The Office for Students, which is the industry regulator for higher education in the UK, has warned top universities like Southampton to be honest with students about whether lessons will be taught online next semester.
Many undergraduate and postgraduate courses abruptly shifted online earlier this year in response to the national lockdown necessitated by the Covid-19 pandemic, but Nicola Dandridge CBE, Chief Executive of the OfS, has told universities not to mislead students by offering the ‘campus experience‘ if most teaching will stay digital.

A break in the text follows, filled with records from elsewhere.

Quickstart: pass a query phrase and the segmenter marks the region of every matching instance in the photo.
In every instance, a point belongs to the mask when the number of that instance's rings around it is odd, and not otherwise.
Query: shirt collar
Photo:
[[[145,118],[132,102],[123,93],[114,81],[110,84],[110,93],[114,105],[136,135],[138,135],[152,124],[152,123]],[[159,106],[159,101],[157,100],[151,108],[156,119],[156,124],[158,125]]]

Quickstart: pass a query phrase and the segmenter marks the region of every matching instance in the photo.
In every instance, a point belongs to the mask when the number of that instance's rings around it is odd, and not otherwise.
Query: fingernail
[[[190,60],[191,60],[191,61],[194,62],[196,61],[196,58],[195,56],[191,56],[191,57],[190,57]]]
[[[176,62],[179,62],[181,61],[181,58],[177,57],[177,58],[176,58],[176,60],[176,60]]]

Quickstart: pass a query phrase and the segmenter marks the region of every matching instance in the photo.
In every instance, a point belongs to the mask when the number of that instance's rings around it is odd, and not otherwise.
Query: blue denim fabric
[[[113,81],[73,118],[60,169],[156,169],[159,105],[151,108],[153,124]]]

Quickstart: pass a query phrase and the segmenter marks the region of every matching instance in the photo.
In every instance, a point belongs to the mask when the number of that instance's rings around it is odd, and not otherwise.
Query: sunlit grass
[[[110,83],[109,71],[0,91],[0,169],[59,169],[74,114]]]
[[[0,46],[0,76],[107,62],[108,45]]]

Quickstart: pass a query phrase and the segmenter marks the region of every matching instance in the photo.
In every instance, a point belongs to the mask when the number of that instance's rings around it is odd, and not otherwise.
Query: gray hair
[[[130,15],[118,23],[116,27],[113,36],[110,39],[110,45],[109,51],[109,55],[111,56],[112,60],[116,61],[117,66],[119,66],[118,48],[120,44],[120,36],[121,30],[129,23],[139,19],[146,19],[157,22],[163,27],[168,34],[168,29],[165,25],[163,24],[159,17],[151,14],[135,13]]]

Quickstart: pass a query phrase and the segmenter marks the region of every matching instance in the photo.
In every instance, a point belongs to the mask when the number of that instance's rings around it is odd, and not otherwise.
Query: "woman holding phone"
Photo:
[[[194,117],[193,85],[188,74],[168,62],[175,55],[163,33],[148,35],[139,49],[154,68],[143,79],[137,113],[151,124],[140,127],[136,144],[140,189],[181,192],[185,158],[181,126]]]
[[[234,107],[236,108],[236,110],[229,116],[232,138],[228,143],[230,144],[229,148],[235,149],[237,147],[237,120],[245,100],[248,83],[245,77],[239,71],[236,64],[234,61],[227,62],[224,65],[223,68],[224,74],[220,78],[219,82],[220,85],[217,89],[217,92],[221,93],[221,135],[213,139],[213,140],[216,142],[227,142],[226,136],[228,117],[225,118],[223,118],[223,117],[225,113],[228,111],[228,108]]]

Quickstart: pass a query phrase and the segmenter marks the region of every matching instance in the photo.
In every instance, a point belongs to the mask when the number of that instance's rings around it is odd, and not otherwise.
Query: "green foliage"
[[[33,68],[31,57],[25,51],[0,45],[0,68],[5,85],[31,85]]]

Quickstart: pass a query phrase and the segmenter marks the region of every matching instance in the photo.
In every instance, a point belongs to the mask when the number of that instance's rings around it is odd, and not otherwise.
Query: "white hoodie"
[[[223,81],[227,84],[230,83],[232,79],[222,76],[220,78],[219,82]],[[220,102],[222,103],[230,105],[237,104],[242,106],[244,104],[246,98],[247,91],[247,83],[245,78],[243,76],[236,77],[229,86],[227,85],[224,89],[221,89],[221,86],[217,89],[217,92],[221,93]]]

Speaking to MPs on the Education Select Committee in Parliament, Dandridge said:
The important thing here is absolute clarity to students, so they know what they’re getting in advance of accepting offers […] What we don’t want to see are promises that it’s all going to be back to usual – an on-campus experience – when it turns out that’s not the case.
The urgent call comes just one week after a petition calling for refunds for undelivered tuition reached over 300,000 signatures, with the student who started the petition, Sophie Quinn, saying that students have been ‘completely ignored.’ Some universities, including institutions in the United States, have agreed to pay back money for student accommodation and food.
Last week Wessex Scene reported that Vice-Chancellor of the University of Southampton, Mark Smith, had cast down on campuses returning to normal in time for the 2020/’21 academic year in a radical exit strategy framework which seeks to minimise all ‘non-essential expenditure.’